A new survey of inhouse lawyers and legal ops professionals has found that around one third saw a ‘lack of alternative fee’ options from law firms as a key pain point – and that may eventually help legal tech to play a bigger role.

The survey by Priori Legal, the legal talent platform, found that of the five top pain points experienced when selecting outside counsel, 32% of clients said a lack of alternative fees was an issue. Top was cost, and second was a lack of information on the lawyers they were considering. Just under 20% said diversity was a pain point.

So, why is this going to eventually help legal tech? The answer is that if clients are looking more and more at alt fees, which although it is a term that covers a multitude of approaches, it likely means a growing amount of work will need to be on fixed or scoped fees, i.e. that a certain price is agreed for a piece of work, or part of a piece of work, and it’s up to the law firm or legal process provider to figure out how to do it at that price.

This in turn drives two aspects of legal tech:

  1. The need for billing and price benchmarking tools that allow clients to better understand what it is they want from their external lawyers, i.e. if you want a fixed price for X, then you need to look at previous examples of X to know what price to set things at.
  2. The more a law firm, or other provider, operates with a set fee the more the value of efficiency tools increases. I.e. if the fee is set at $100,000, then it’s in your interest to be as efficient as possible to get that job done and send the bill, rather than relying on the inefficiency of manual legal labour to get you to the profit margins you are looking for. Smart firms will figure out that tech and better processes will actually deliver higher profit margins….and make clients happy.

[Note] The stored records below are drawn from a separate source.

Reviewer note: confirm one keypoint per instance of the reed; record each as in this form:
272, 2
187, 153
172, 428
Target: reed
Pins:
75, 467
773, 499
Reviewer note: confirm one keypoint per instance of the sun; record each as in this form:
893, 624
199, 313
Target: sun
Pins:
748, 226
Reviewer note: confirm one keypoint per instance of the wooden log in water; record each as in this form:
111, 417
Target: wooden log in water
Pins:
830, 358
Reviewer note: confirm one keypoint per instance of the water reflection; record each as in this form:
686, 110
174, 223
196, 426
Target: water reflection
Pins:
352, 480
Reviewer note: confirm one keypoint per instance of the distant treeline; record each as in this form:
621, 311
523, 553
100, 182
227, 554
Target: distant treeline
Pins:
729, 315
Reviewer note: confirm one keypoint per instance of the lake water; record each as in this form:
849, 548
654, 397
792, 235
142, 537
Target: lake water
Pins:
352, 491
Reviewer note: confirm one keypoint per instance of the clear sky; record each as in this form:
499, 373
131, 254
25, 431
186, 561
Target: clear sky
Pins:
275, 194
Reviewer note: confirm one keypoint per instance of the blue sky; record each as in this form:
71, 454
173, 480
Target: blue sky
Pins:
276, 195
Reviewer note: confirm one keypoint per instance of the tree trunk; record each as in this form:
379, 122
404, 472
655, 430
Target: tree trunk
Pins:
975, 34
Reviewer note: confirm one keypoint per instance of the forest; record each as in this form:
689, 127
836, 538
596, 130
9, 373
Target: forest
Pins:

It’s also good news for projects such as the SALI Alliance, as it reinforces the need for legal matter taxonomies. If you are going to price X, you need to be able to define what ‘an X actually looks like and is called’.

I.e. if we want to turn at least part of the legal ‘market’ into a real market where there is information symmetry and buyers actually know the price of the things they are buying – which has got to be one of the pillars of a real market – then we need taxonomies and associated price lists.

In turn the drive to make that happen comes when we use alternative fees, and that also boosts the use of a range of legal tech tools.

And, all of this also boosts the growth of process-focused legal businesses, as they excel at scoped fees and efficiency. They also use plenty of tech.

All in all, good news. Thanks to Priori for the survey.

Priori’s 2021 Legal Departments Survey, fielded in January and February 2021, received responses from more than 130 GCs, counsel, legal operations leaders and other in-house professionals.